149. Organization Expenses. Expense of organization may not be deducted. When a corporation is formed it must pay a fee to the state which issues its charter, filing and recording fees, lawyers' fees, charges for publication of notices, and other expenses incidental to organization. These are regarded as the cost of the franchise or charter, which is a permanent asset of the corporation, and not as expenses of “maintenance and operation"; such expenses should therefore not be included in the deductions from the income of the first year. As the franchise is not physical property and cannot be subject to exhaustion by wear and tear, no claim for depreciation may be made. Where a franchise has a limited duration or is of value for only a limited period, a deduction is allowable on the same principles as the amortization of a patent; or when the corporation is finally liquidated and dissolved, the cost of the franchise may be charged off as a loss, since there is an actual disappearance of property.

Interest Paid.

150. Interest on Personal Indebtedness.

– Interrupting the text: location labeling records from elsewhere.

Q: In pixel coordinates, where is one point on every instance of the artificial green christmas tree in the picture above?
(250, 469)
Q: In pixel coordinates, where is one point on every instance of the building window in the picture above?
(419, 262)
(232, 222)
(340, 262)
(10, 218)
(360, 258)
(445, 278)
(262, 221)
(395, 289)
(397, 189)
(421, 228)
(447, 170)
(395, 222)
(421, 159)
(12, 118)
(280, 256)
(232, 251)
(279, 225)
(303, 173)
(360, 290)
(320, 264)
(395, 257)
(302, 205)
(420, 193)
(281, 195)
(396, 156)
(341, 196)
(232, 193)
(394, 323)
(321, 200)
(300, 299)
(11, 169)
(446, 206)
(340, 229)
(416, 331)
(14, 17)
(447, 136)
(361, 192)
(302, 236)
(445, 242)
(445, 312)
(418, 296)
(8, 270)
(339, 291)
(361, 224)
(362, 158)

An individual may deduct interest paid upon his own indebtedness without any restrictions as to amount, but may not deduct interest upon indebtedness incurred for the purchase of securities, the interest upon which is exempt from income tax. In other words, a man may not borrow money to buy state or municipal bonds, use the exempt income from such bonds to pay the interest on the loan, and then deduct from the remainder of his taxable income an amount equal to the interest so paid. This applies also to corporations. Interest is deducted when paid, and it is not material when it accrued; for example, the interest for five years on a promissory note which has been that long over-due must nevertheless be deducted when paid. The interest must be upon personal indebtedness; interest paid upon the debt of another, for example, pursuant to a guaranty, is not deductible.